Syndrome mit kapillärer Malformation

Autor/en

Klippel-Trenaunay-Syndrom
Kombinierte kapillär -lymphatische Malformation mit lilafarbener KM und beetartigen Lymphvesikeln der Haut

KM können im Sinne eines Syndroms mit einer Vielzahl weiterer Anomalien vergesellschaftet sein.
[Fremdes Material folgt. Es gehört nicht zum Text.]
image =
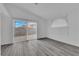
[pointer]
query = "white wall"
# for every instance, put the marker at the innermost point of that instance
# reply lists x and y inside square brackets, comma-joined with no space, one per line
[18,13]
[68,34]
[7,33]
[0,33]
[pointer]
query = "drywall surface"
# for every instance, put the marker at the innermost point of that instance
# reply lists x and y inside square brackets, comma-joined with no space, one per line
[7,33]
[20,14]
[68,34]
[0,34]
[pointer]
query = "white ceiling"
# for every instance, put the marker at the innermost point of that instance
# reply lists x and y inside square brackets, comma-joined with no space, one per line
[48,10]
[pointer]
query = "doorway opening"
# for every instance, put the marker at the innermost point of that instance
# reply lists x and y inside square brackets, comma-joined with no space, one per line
[24,30]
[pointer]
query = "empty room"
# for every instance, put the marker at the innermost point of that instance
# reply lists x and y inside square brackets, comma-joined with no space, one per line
[39,29]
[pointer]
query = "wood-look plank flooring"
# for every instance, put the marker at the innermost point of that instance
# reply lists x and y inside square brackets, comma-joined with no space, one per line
[45,47]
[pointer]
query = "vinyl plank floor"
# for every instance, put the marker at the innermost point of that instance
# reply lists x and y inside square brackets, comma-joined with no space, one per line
[45,47]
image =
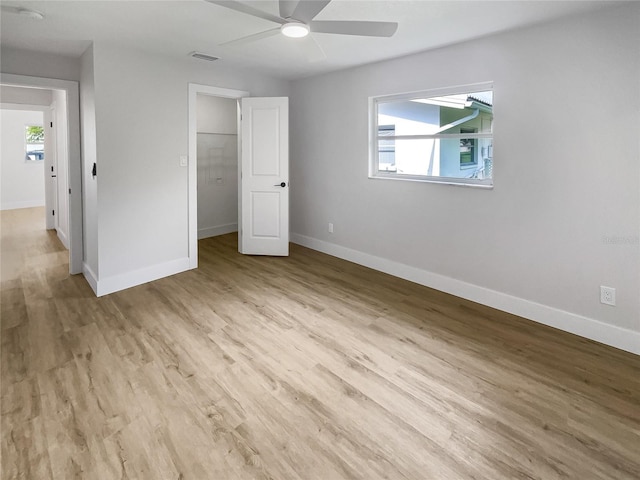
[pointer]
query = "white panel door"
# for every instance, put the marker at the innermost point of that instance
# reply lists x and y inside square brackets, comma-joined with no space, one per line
[264,170]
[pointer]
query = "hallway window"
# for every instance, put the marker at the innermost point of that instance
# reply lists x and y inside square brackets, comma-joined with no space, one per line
[34,143]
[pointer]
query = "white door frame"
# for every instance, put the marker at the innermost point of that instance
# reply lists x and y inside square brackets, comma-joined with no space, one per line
[192,182]
[76,248]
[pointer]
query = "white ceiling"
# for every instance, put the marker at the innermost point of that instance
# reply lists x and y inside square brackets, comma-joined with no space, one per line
[176,28]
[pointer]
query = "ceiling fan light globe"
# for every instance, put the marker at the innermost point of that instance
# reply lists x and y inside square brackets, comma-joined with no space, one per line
[295,30]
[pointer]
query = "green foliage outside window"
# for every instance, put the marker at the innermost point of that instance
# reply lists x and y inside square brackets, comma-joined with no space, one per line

Diese Verbindungen kapillärer Malformationen mit anderen Auffälligkeiten werden in der aktuellen ISSVA-Klassifikation in der Rubrik "Vaskuläre Malformationen mit anderen Anomalien" zusammengefasst (siehe Tabelle).

Tabelle: Assoziation kapillärer Malformation mit anderen Anomalien (ergänzt nach ISSVA 2014)

Syndrom

Anomalien

Klippel-Trenaunay-Syndrom

KM + venöse Malformation +/- lymphatische Malformation + Extremitäten -Überwuchs

Parkes Weber-Syndrom

KM + multiple arteriovenöse Fisteln / AVM + Extremitäten -Überwuchs

Sturge-Weber-Syndrom

Faziale und leptomeningeale KM + Anomalien der Augen +/- Knochen- und/oder Weichteilüberwuchs

Makrozephalie-KM-Syndrom (MCAP)

KM + Makrozephalie + Polymikrogyrie

Mikrozephalie-KM-Syndrom (MICCAP)

KM + Mikrozephalie + Epilepsie

CLOVES-Syndrom

KM + lymphatische Malformation + venöse Malformation +/- arteriovenöse Malformation + asymmetrischer (lipomatöser, ossärer) Überwuchs

Proteus-Syndrom

KM + venöse Malformation und/oder lymphatische Malformation + asymmetrischer Überwuchs

PTEN Hamartoma Tumor Syndrom (Cowden / Banayan-Riley-Ruvalcaba Syndrom)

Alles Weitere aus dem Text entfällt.